Forecasting in R - really short time-series Complete noob on forecasting and time-series here.
I'm doing my PhD and my group did previous research on the prevalence of the disease we're studying. We only have prevalence data of 5 years and would like to forecast it to following years - so 5 datapoints and respective CIs.
We already calculated the moving average to try and estimate the prevalence of the following years but would like to compare different models/methods to find the most robust one. 
I have ran a couple of simple forecasting methods in R (found on Rob Hyndman's book) but cannot tell if what I'm doing is actually feasible. I'm guessing it is not due to the sample size.
Would much appreciate your wisdom.
Thank you!
 A: So, before I provide you a time series alternative, let me discourage you from using time series analysis for this problem.  I would point out that having five data points is equivalent to having four time series data points.  To use time series, you will need to throw out twenty percent of your data.  If you add in the idea of degrees of freedom, it gets worse.  If you think about the internal dependence structure of the data, you have even less free variability.  It isn't that you cannot do it, but tossing out twenty percent of your data on a small set is costly.
If you did decide you needed a time series model and if you thought you understood the data generation process so that you could build a model of how it is working in nature and if you can find material research on the time series of similar disease progressions, then you could construct a Bayesian time series, but almost all of your information will have to come from the other long time series.  That is a huge limitation if this disease does not actually behave like the others.
If you used a Bayesian model, your data would be conditioned on the prior distribution based on the estimators of the other diseases.  This would increase the value of your free information.  It is not something I would do unless my boss came to me and began the conversation "I know you like working here, and we love having you here, I read your opposition but...."
A moving average is sort of okay, but do you have a feel for how time is impacting the spread of the disease?  If you do, then that is information.  You could make time an explicit variable, with the proviso that time isn't a random variable and it is standing in for a latent variable that you are not observing.  You always need to keep that in mind.  Another option is to use a simple average.  When you have five data points your best choice is to incorporate any relevant exterior information that you can.  You should also honestly and aggressively look at any censoring issues.

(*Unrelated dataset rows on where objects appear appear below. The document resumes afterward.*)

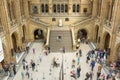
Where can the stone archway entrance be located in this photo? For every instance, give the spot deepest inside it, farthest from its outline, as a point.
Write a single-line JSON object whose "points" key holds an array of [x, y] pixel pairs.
{"points": [[14, 41], [82, 33], [107, 41], [38, 34], [96, 35]]}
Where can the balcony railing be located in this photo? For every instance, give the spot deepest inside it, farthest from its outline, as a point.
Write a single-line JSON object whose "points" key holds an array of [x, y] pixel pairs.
{"points": [[37, 20]]}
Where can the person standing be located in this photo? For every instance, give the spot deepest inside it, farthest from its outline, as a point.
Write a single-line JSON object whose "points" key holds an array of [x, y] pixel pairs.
{"points": [[14, 69], [40, 57], [22, 75], [78, 71], [92, 65], [48, 49], [28, 74], [80, 53], [33, 50], [63, 49]]}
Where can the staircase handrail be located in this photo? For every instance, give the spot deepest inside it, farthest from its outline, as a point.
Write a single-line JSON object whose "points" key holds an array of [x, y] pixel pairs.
{"points": [[48, 37], [79, 22], [36, 19], [73, 38]]}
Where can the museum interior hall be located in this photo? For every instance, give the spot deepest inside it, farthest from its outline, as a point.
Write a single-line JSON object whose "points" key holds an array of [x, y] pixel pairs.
{"points": [[59, 39]]}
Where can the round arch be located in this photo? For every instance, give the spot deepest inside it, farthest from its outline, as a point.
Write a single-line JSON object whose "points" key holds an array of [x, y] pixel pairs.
{"points": [[15, 38], [38, 34], [82, 33], [106, 39]]}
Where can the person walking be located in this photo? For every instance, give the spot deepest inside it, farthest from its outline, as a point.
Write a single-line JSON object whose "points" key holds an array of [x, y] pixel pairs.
{"points": [[22, 75], [14, 69], [78, 60], [48, 49], [92, 65], [87, 76], [26, 65], [28, 74], [78, 71], [80, 53], [40, 57], [33, 66], [33, 50], [63, 49]]}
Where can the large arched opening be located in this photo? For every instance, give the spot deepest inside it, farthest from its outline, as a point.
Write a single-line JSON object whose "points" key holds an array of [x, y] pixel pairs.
{"points": [[82, 33], [38, 34]]}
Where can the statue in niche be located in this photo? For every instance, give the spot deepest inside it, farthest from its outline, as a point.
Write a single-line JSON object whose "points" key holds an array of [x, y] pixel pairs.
{"points": [[35, 9]]}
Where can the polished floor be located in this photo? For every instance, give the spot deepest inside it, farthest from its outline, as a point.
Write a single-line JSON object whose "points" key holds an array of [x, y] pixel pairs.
{"points": [[44, 70]]}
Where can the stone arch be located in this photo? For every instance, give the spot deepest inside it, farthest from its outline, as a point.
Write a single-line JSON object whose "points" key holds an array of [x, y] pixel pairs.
{"points": [[96, 33], [82, 33], [5, 55], [15, 41], [106, 40], [38, 34]]}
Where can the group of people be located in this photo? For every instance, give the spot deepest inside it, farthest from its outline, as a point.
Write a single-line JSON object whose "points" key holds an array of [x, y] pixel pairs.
{"points": [[99, 57]]}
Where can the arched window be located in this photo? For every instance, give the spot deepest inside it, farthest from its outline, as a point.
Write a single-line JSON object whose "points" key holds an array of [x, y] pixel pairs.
{"points": [[78, 8], [58, 8], [47, 8], [54, 8], [42, 8], [62, 8], [66, 8], [74, 7], [35, 9]]}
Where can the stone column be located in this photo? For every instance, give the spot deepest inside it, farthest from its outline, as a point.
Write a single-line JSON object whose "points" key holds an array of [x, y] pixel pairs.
{"points": [[4, 19], [114, 24], [26, 8], [50, 6]]}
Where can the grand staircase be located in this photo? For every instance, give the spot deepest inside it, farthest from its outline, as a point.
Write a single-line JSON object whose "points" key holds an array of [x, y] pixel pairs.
{"points": [[66, 39]]}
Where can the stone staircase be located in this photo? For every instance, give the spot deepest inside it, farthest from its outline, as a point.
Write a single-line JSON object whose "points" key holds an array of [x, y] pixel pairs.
{"points": [[66, 40]]}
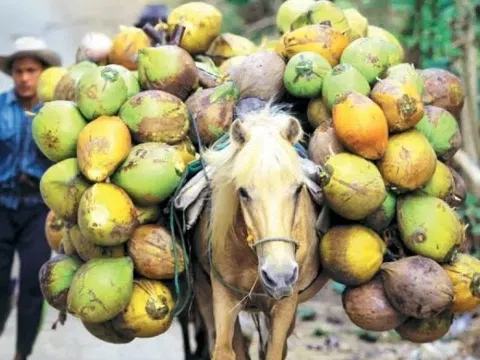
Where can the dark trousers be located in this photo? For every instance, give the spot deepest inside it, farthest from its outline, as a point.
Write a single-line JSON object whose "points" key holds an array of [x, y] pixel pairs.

Is your data only five years because the problem used to be considered to be too small to track and has suddenly reached the eyes of policymakers?  Are the people in the series at time one also in the series at time zero?  Is this disease confused for other diseases?  Is the data in other diseases inflated by data that should be in your series?

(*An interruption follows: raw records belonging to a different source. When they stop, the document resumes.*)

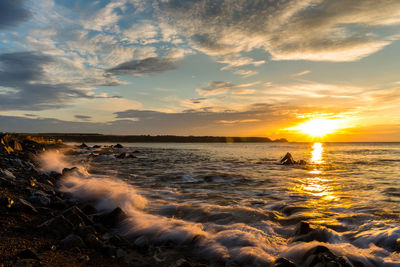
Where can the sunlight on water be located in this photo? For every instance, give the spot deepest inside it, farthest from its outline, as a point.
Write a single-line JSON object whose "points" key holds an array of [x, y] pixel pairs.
{"points": [[316, 153]]}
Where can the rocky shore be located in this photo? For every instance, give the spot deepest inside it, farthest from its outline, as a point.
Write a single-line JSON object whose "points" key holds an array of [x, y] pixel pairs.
{"points": [[42, 226]]}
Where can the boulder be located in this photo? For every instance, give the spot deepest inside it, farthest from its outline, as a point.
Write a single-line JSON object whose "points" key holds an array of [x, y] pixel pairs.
{"points": [[59, 226], [283, 262], [83, 145], [287, 159], [72, 241], [112, 218]]}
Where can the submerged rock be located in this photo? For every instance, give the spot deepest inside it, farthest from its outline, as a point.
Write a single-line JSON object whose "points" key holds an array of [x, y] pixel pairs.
{"points": [[289, 160], [72, 241], [283, 262]]}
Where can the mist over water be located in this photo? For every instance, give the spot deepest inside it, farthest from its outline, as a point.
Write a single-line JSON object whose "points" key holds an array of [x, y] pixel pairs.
{"points": [[234, 203]]}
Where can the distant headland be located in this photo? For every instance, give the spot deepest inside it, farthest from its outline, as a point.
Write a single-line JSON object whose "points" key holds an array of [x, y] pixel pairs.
{"points": [[104, 138]]}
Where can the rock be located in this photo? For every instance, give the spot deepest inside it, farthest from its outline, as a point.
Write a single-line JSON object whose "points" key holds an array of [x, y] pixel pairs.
{"points": [[27, 254], [23, 205], [302, 228], [89, 209], [141, 242], [287, 159], [85, 230], [181, 263], [125, 156], [67, 171], [58, 226], [72, 241], [28, 263], [83, 145], [322, 256], [282, 262], [39, 197], [93, 241], [112, 218], [6, 202], [76, 216]]}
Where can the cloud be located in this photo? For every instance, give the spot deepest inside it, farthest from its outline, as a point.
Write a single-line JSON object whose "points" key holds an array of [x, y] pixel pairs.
{"points": [[149, 65], [25, 84], [13, 13], [299, 74], [83, 117], [316, 30], [218, 88]]}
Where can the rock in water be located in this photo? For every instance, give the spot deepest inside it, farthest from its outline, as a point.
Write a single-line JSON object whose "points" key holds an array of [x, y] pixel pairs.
{"points": [[287, 159]]}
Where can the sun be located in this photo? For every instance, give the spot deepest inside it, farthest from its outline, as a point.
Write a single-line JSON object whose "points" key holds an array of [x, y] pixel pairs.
{"points": [[319, 127]]}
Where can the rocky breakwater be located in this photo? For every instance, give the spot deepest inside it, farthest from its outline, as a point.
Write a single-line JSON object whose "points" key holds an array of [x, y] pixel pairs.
{"points": [[42, 226]]}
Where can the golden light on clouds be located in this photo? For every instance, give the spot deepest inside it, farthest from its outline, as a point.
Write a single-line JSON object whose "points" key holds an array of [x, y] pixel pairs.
{"points": [[319, 127]]}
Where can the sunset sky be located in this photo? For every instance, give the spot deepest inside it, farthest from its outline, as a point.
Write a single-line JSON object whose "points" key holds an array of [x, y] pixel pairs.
{"points": [[206, 67]]}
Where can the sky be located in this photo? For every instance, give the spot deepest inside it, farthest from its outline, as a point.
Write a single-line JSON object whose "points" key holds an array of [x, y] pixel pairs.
{"points": [[201, 67]]}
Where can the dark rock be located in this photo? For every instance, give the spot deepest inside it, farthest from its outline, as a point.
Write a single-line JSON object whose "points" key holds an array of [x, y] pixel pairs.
{"points": [[93, 241], [6, 202], [40, 198], [28, 263], [58, 226], [76, 216], [112, 218], [27, 254], [181, 263], [125, 156], [287, 159], [85, 230], [72, 241], [23, 205], [89, 209], [302, 228], [282, 262], [67, 171], [83, 145]]}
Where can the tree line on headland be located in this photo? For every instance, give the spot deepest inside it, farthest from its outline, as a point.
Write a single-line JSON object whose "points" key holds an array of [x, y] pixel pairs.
{"points": [[102, 138]]}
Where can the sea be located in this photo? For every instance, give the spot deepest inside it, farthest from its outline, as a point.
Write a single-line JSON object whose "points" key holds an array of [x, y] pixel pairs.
{"points": [[234, 202]]}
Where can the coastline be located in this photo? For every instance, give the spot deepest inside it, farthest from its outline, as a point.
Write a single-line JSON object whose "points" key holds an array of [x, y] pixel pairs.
{"points": [[42, 226]]}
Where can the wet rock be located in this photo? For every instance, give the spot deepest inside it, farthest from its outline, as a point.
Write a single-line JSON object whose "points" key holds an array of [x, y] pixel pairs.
{"points": [[112, 218], [93, 241], [302, 228], [39, 197], [125, 156], [6, 202], [141, 242], [322, 256], [76, 216], [181, 263], [58, 226], [85, 230], [28, 263], [72, 241], [283, 262], [89, 209], [27, 254], [287, 159], [23, 205], [67, 171], [83, 145]]}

If you begin to think about all of the issues, the simple sample average could look pretty good unless you can think in terms of physical world models.  In that case, Bayesian or maximum likelihood models with time substituting for a missing latent variable may be a good proxy.  The best choice is to go back to the ecology of the disease and similar diseases and see if you can fit a physical model of the illness.

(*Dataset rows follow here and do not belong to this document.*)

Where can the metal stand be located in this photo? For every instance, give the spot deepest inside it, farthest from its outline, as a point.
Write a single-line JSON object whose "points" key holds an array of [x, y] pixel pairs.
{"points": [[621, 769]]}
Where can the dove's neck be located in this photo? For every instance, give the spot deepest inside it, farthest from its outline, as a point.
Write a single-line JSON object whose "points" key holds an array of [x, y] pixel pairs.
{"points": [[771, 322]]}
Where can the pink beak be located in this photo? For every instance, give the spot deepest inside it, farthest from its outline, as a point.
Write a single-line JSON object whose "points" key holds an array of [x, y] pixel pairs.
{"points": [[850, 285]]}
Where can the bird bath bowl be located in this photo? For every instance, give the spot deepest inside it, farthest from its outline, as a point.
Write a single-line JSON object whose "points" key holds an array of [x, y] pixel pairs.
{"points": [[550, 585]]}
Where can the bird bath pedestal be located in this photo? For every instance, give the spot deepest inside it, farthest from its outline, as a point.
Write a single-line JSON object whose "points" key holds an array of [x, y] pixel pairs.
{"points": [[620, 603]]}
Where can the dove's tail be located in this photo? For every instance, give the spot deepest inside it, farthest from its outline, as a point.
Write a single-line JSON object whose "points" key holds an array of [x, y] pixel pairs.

No model with five data points can be expected to have high precision.  However, if you are doing predictive work, consider using Frequentist predictive intervals or Bayesian predictive distributions.  They will account for both the uncertainty about how the sample was generated and the future yet to be observed uncertainty.  Your Frequentist intervals will be wider than your confidence intervals, which do not consider future uncertainty.  Your Bayesian predictive distribution will be more diffuse than the density from plugging in point estimates to a distribution because it will fully account for the uncertainty in both the past and the future.